RMS works by encrypting
documents and then providing decryption keys only to authorized users
with an approved RMS client. To be approved, the RMS client must enforce
the usage rights assigned to a document. For example, if the document
owner has specified that the contents of the document should not be
copied, forwarded, or printed, the RMS client will not allow the user to
take these actions.
In Windows Vista and
Windows 7, RMS is now integrated with the XPS format. XPS is an open,
cross-platform document format that helps customers effortlessly create,
share, print, archive, and protect rich digital documents. With a print
driver that outputs XPS, any application can produce XPS documents that
can be protected with RMS. This basic functionality significantly broadens the range of information that can be protected by RMS.
The 2007 Microsoft Office system provides even deeper integration with RMS through new developments in Microsoft SharePoint. SharePoint
administrators can set access policies for the SharePoint document
libraries on a per-user basis that will be inherited by RMS policies.
This means that users who have "view-only" rights to access the content
will have that "view-only" access (no print, copy, or paste) enforced by
RMS, even when the document has been removed from the SharePoint site.
Enterprise customers can set usage policies that are enforced not only
when the document is at rest, but also when the information is outside
the direct control of the enterprise.
Although the RMS features are built into Windows Vista and Windows 7, they can be used only with a rights
management infrastructure and an application that supports RMS, such as
Microsoft Office.

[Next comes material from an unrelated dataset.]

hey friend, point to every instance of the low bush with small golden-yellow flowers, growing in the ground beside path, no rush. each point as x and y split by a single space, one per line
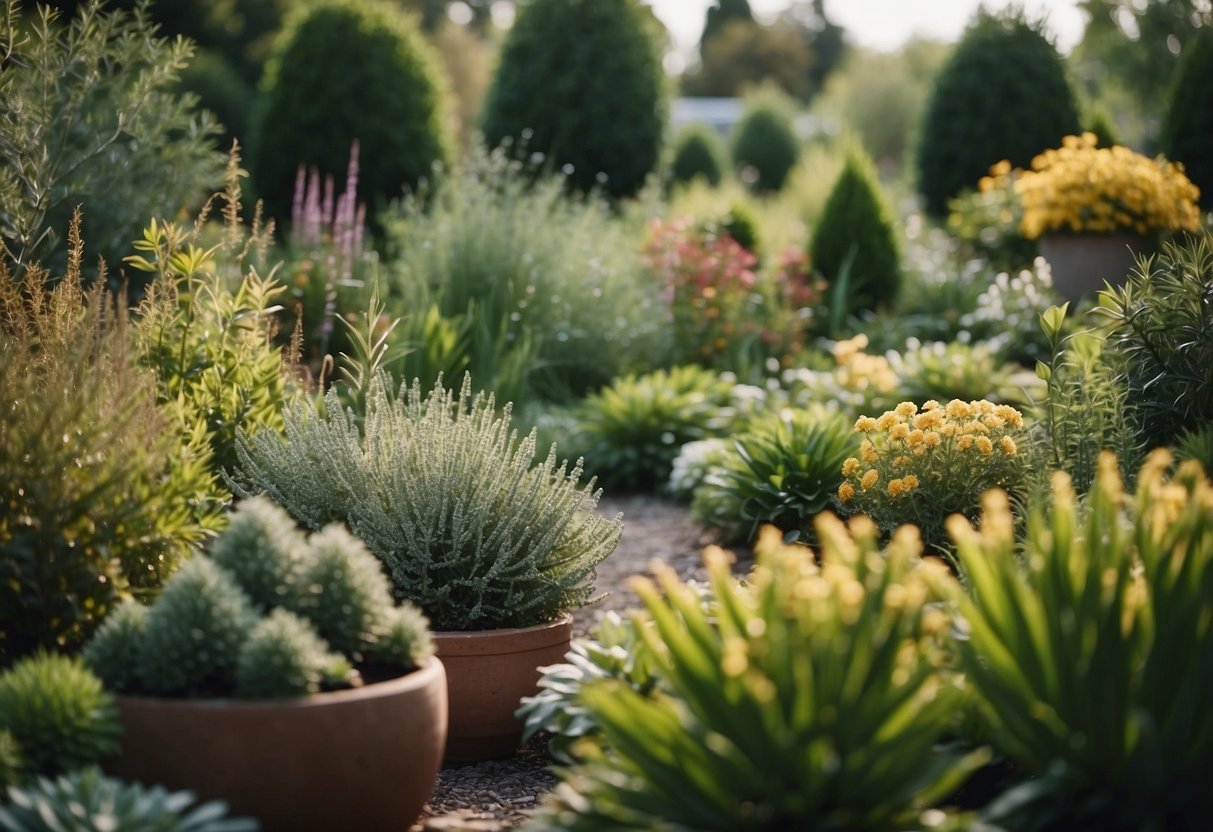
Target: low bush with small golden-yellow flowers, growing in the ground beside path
919 466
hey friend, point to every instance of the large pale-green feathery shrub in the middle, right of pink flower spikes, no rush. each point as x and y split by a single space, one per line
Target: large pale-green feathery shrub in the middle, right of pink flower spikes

The RMS client can also be installed on Windows 2000
and later operating systems.
2.5.13. Multiple Local Group Policy Objects
As an administrator, you can now apply multiple Local
Group Policy Objects to a single computer. This simplifies
configuration management because you can create separate Group Policy
Objects for different roles and apply them individually, just as you can
with AD DS Group Policy Objects. For example, you might have a Group
Policy Object for computers that are members of the Marketing group and a
separate Group Policy Object for mobile computers. If you need to
configure a mobile computer for a member of the Marketing group, you can
simply apply both local Group Policy Objects rather than creating a
single Local Group Policy Object that combines all of the settings.